In the January-March quarter of 2020, AirAsia Berhad reported a loss of $188 million, while the Indian arm recorded a loss of Rs 330 crore.

On Monday, it shut down its Japan operations.

The company also approached Tatas earlier to sell its stake in the Indian airline to Tata group.

Tata Group’s stand on AirAsia India

While the Tata group has not made any official announcement or commitment towards AirAsia India’s operations, reports suggest the Tata Group is looking at various options with regard to AirAsia India.

Business Standard reported on Wednesday that Tata Sons is looking to invest another Rs 300 crore via optionally convertible debentures (OCDs). Through this investment via OCDs, Tata Sons will be able to convert the debt into equity later, thus reducing AirAsia Berhad’s stake in the airline.

According to a Mint report, Tatas are also considering buying out AirAsia Bhd’s entire stake in AirAsia India or to bring in a private equity player to buy the stake.

With the Tata Group owning a majority stake, it also holds the rights to first refusal for any deal.

The Mint report also states that Tata Sons may also look at bringing in an investor to buy both Tata group’s and AirAsia Bhd’s stake. However, this is unlikely, given the current state of the aviation industry around the globe.

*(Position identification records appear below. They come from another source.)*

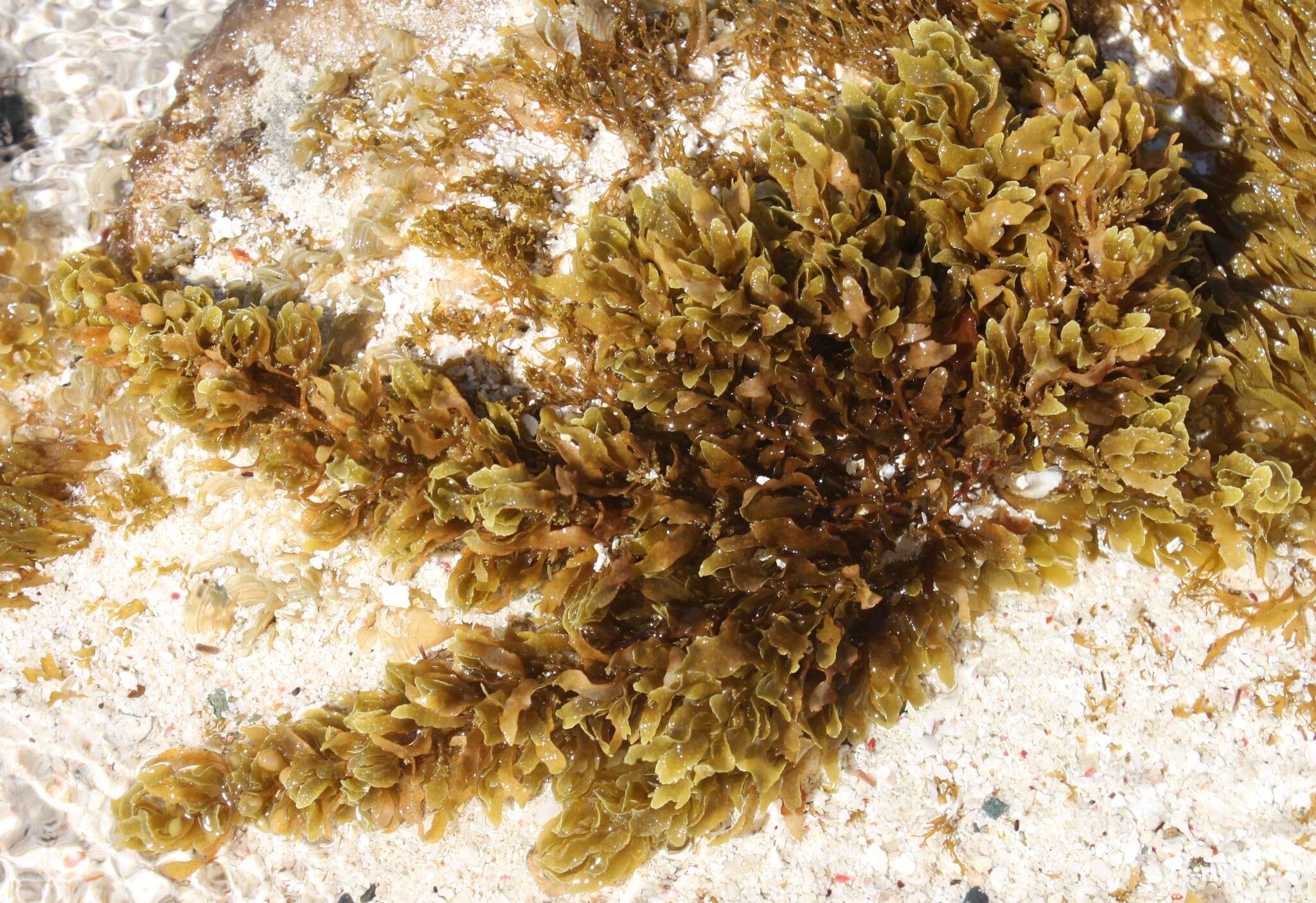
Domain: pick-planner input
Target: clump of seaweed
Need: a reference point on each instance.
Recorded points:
(756, 541)
(40, 519)
(133, 502)
(22, 305)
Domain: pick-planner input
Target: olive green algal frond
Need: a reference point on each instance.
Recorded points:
(754, 544)
(39, 516)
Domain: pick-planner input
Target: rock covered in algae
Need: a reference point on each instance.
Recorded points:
(753, 545)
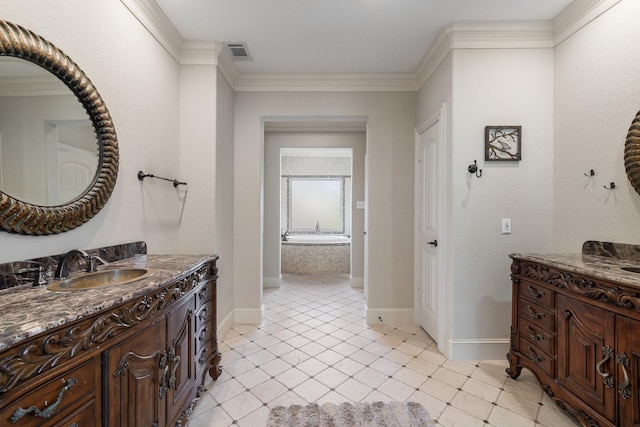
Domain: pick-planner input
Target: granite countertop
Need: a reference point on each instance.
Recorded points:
(595, 266)
(27, 310)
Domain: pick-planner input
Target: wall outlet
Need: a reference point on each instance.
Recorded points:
(506, 225)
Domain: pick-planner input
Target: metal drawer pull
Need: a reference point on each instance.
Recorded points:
(165, 369)
(533, 314)
(47, 411)
(623, 387)
(533, 335)
(607, 379)
(535, 293)
(534, 356)
(173, 358)
(203, 358)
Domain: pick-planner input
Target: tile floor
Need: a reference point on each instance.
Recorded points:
(314, 346)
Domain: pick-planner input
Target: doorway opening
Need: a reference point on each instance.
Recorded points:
(314, 200)
(315, 210)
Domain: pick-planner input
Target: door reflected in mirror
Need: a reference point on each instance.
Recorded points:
(48, 146)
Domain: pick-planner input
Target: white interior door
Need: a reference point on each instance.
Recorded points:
(427, 250)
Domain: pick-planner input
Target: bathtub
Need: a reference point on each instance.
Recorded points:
(318, 239)
(316, 254)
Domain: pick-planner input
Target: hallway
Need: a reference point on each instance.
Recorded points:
(315, 347)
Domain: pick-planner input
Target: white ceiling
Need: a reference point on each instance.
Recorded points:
(339, 36)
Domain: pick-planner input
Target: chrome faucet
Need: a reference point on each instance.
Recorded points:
(39, 278)
(62, 272)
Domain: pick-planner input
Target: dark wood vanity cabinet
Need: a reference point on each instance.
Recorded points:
(580, 336)
(140, 364)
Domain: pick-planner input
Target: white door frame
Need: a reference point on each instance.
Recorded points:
(444, 246)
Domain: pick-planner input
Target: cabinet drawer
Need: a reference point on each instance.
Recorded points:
(535, 335)
(57, 398)
(535, 355)
(84, 416)
(538, 294)
(536, 314)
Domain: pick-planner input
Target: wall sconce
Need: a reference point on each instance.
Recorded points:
(474, 169)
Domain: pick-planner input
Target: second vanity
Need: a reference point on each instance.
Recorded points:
(576, 326)
(135, 354)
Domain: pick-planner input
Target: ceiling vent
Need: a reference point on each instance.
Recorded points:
(238, 51)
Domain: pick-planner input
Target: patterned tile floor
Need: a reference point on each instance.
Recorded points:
(314, 346)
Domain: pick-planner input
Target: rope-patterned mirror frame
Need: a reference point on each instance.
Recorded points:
(25, 218)
(632, 153)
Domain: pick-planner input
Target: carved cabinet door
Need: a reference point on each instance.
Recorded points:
(586, 365)
(136, 375)
(628, 371)
(180, 354)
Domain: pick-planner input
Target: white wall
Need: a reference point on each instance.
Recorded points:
(138, 81)
(491, 87)
(597, 95)
(390, 123)
(224, 202)
(497, 87)
(198, 120)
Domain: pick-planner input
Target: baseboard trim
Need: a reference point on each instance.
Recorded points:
(389, 316)
(271, 281)
(357, 282)
(248, 316)
(477, 349)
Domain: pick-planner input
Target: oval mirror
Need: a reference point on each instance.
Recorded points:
(58, 146)
(632, 153)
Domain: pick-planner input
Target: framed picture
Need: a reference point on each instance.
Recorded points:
(503, 143)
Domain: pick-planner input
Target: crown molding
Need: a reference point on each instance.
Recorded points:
(484, 35)
(578, 14)
(313, 82)
(459, 35)
(199, 52)
(517, 34)
(501, 34)
(156, 22)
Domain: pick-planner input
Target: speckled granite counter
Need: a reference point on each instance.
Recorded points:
(600, 260)
(27, 310)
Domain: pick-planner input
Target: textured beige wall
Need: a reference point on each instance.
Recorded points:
(597, 95)
(138, 81)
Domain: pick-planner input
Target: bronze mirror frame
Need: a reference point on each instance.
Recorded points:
(632, 153)
(25, 218)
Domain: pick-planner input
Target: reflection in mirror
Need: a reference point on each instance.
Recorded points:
(316, 204)
(19, 216)
(48, 148)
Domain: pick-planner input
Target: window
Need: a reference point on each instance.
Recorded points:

Tatas are also looking at an option of possibly merging AirAsia and Vistara. However, the Mint report states that merger of a loss-making airline’s business with well-capitalised Vistara could weaken the merged entity, and something Singapore Airlines may not agree to.

Vistara is a joint venture between Tata Sons and Singapore Airlines.

It is also pertinent to note that Tata group is also considering bidding for India’s beleaguered national carrier Air India, which it confirmed in August. It said that it was evaluating a proposal and doing due diligence.

The Tata Group has begun due diligence on beleaguered national carrier Air India and may make a formal bid close to the official deadline at the end of this month. The focus at the moment is to examine business synergies and viability, it is learnt.

However, Tata’s aviation ambitions could see challenges. One is that the aviation industry has been one of the worst hit globally and is likely to take time to recover.

On the other hand, Tata Sons need to also mobilise funds to buy out Shapoorji Pallonji Group, which holds 18.4% stake. The SP Group has pegged its shareholding in Tata Sons at Rs 1,78,459 crore. Tata now faces a mammoth task of gathering funds to buy out SP Group’s stake, which may leave it with lack of capital to fund its aviation ambitions.